In early March, Medicare — administered by the Centers for Medicare & Medicaid Services (CMS) — will temporarily pay clinicians to provide telehealth services for beneficiaries residing across the entire country.
An official statement from Medicare says the following:
“Due to the Coronavirus (COVID-19) Public Health Emergency, doctors and other health care providers can use telehealth services to treat COVID-19 (and for other medically reasonable purposes) from offices, hospitals, and places of residence (like homes, nursing homes, and assisted living facilities) as of March 6, 2020. Coinsurance and deductibles apply, though some healthcare providers are reducing or waiving the amount you pay for telehealth visits.
If you have coverage through a Medicare Advantage Plan, you won’t have to pay out-of-pocket costs (called cost-sharing) for COVID-19 tests. They may also offer more telehealth services than what was included in their approved 2020 benefits.”
That is excellent news for those who are in quarantine because of the pandemic.
Telemedicine is accessed through your phone, smartphone, or PC with a shared link to enable a video or other electronic devices.

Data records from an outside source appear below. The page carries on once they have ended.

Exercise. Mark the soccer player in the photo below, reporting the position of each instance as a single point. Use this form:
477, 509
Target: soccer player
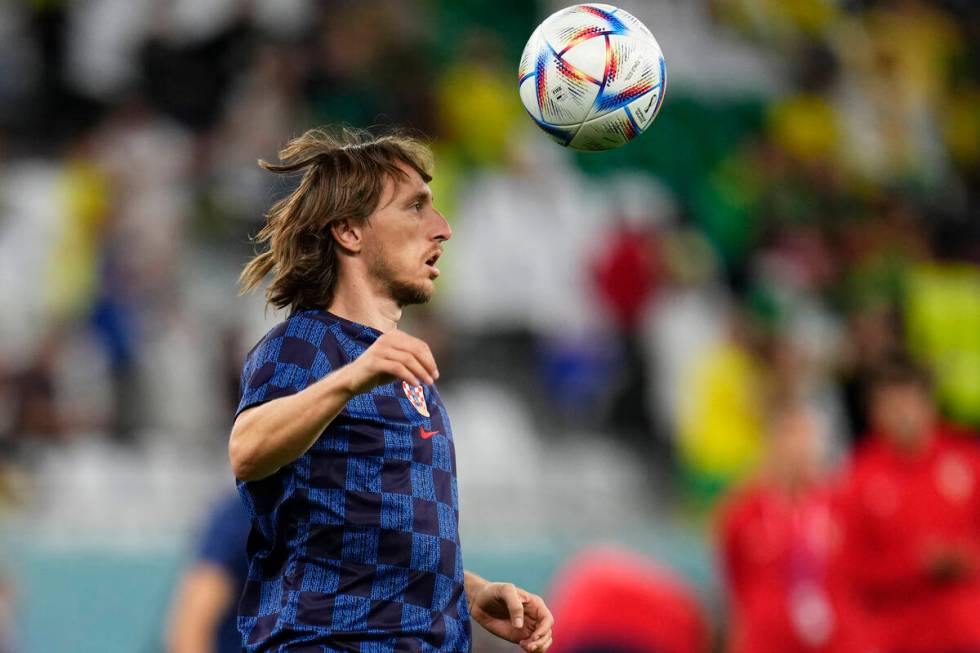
204, 611
913, 505
782, 541
341, 445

Ask your health provider to schedule remote appointments for mental health, physical health needs, or substance use, if applicable.
For more information about the Medicare Telehealth initiative, please see the CMS – FAQ’s
Life after social distancing, quarantine, or isolation
It is hard to distance yourself from your family, job, and everyday life and habits.

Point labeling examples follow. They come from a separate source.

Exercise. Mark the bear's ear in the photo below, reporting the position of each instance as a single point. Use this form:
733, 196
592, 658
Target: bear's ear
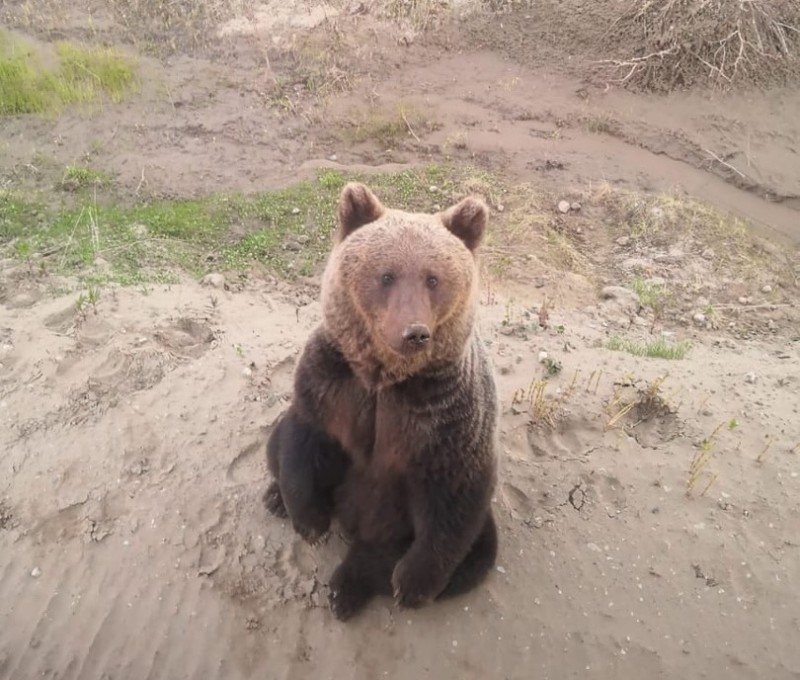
467, 220
357, 206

If you were isolated or quarantined because of COVID-19, it’s expected to feel sadness because your friends and loved ones may have unfounded fears of contracting the disease from you, even after you are diagnosed not to be contagious.
The only way to cope with this pandemic is to learn about the disease and broadcast the information to those around you, so they can also properly understand the risks and calm their fears.
You should not be ashamed to seek professional help and guidance if you are overwhelmed with extreme stress, which includes sleep deprivation, eating, and behavioral disorders, inability to concentrate daily, or thinking of using drugs or alcohol to cope.